No extraneous materials will be considered. The Project Description, Curriculum Vitae, and Budget Form should be attached to the Cover Email as one single PDF with the filename:
IDRH-seed-grant.2019.ApplicantLastName.ApplicantFirstName.pdf.
The email subject heading should read: “Digital Humanities Seed Grant Application: Applicant Last Name, Applicant First Name” and should be sent to idrh@ku.edu before the deadline of November 3rd, 2019 at 11:59pm.
A committee appointed by the IDRH co-directors recommends grant recipients according to the following criteria:
- Quality and clarity of the conception, definition, goals, organization, and description of the proposed project.
- Evidence that the proposed project will be competitive for multiple external funding awards. Preference is given to proposals in which the extramural funding targets are major research grants, not fellowships.

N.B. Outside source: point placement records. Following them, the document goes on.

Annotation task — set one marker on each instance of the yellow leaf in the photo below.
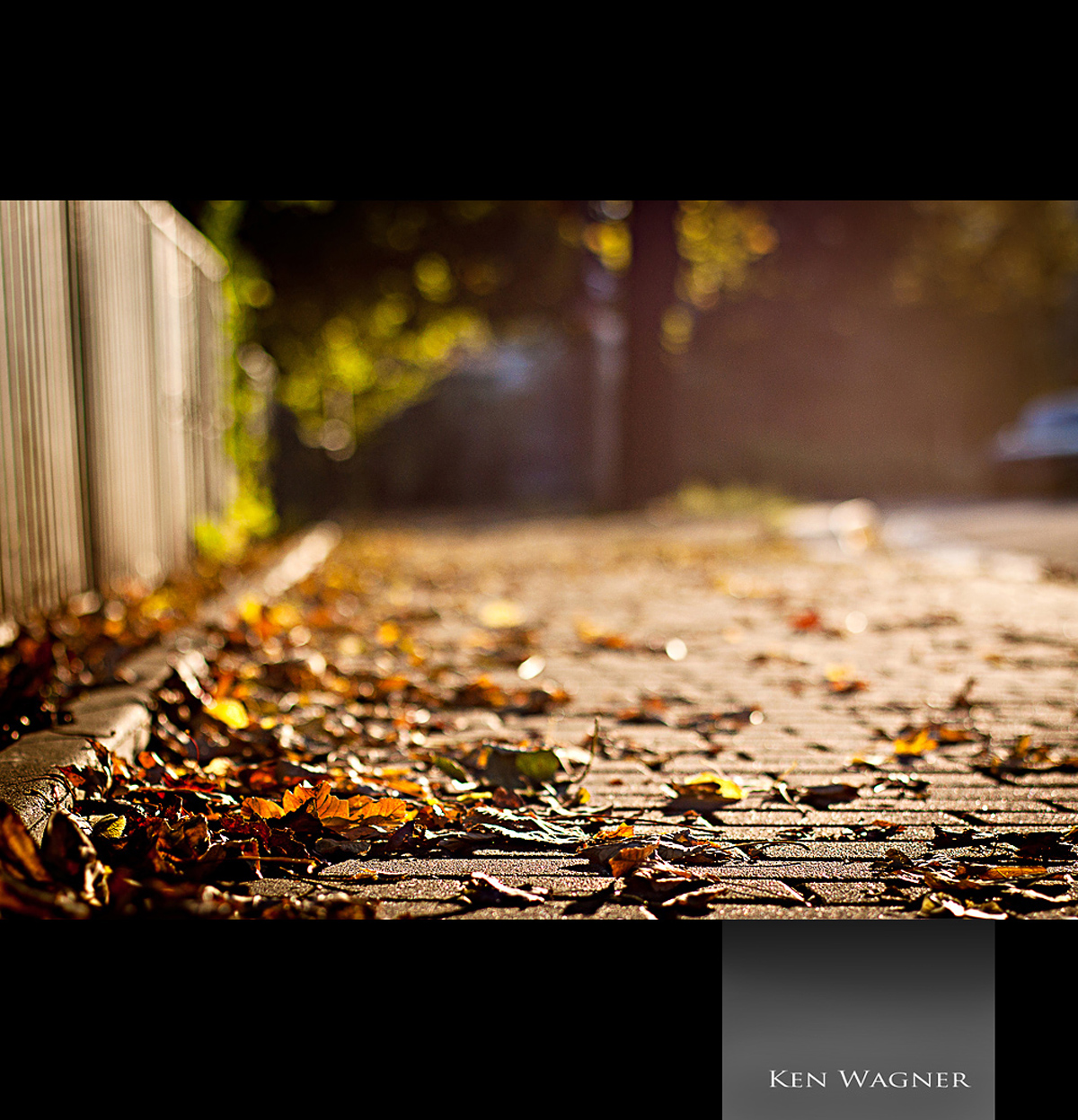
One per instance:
(231, 712)
(501, 613)
(707, 787)
(921, 743)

- Feasibility of the proposed project as evidenced by a clear and reasonable work plan, timeline, and budget.
- Potential impact of the proposed project on the advancement of the digital humanities field and of the humanities more broadly.

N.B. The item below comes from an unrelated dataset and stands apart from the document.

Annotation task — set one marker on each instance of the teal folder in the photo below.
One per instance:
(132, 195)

- Project is a collaboration between two or more researchers. The two researchers may be in the same or different units; one may be faculty and the other, academic staff and/or information technologists. Preference is given to interdisciplinary collaborations.

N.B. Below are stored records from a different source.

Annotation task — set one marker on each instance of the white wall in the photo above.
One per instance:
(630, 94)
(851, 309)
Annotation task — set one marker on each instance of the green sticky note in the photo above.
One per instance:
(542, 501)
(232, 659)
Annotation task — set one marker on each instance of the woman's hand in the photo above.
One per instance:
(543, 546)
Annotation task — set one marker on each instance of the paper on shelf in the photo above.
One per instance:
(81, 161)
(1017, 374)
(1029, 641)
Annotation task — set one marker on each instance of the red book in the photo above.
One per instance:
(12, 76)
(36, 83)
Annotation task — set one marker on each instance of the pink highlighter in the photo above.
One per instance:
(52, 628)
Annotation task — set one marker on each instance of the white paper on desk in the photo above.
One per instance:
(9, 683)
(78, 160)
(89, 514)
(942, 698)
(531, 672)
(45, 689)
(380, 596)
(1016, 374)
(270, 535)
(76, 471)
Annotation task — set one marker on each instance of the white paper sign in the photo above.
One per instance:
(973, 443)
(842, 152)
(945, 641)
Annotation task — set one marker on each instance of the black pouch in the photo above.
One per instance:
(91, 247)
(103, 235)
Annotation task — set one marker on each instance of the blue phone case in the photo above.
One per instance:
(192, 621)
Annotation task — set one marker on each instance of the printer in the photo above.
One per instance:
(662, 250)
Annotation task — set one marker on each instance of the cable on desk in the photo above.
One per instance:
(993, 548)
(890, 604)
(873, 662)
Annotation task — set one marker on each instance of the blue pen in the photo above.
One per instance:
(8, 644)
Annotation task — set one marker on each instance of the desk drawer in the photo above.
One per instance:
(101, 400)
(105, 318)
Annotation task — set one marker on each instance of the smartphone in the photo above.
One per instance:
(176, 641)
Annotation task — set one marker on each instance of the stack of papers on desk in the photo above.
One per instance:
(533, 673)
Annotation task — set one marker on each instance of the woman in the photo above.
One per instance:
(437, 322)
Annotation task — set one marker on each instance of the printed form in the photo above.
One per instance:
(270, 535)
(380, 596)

- Proposal addresses anticipated issues related to access, management and sustainability for intended audiences. (IDRH, together with KU Libraries, offers consulting and specific support for data management by appointment.)
Awards may not be used for:
- Editions, unless a new edition makes innovative use of digital technology (e.g. for analysis and/or dissemination);
- Surveys or collection inventories;
- Preparation of textbooks intended for classroom use;
- Policy studies or education impact assessments;
- Research in educational methods or tests; or
- Digitization of materials, unless part of a larger analytical digital project.
An interdisciplinary panel of KU faculty with successful digital humanities research track records is nominated to select awardees each year by the IDRH co-directors. Reviewers meet to discuss individual applications and determine awardees. A synopsis of reviewer comments will be sent to all applicants, regardless of whether or not a grant is awarded, by the IDRH co-directors within two months after the submission deadline in order to help applicants improve their written proposals.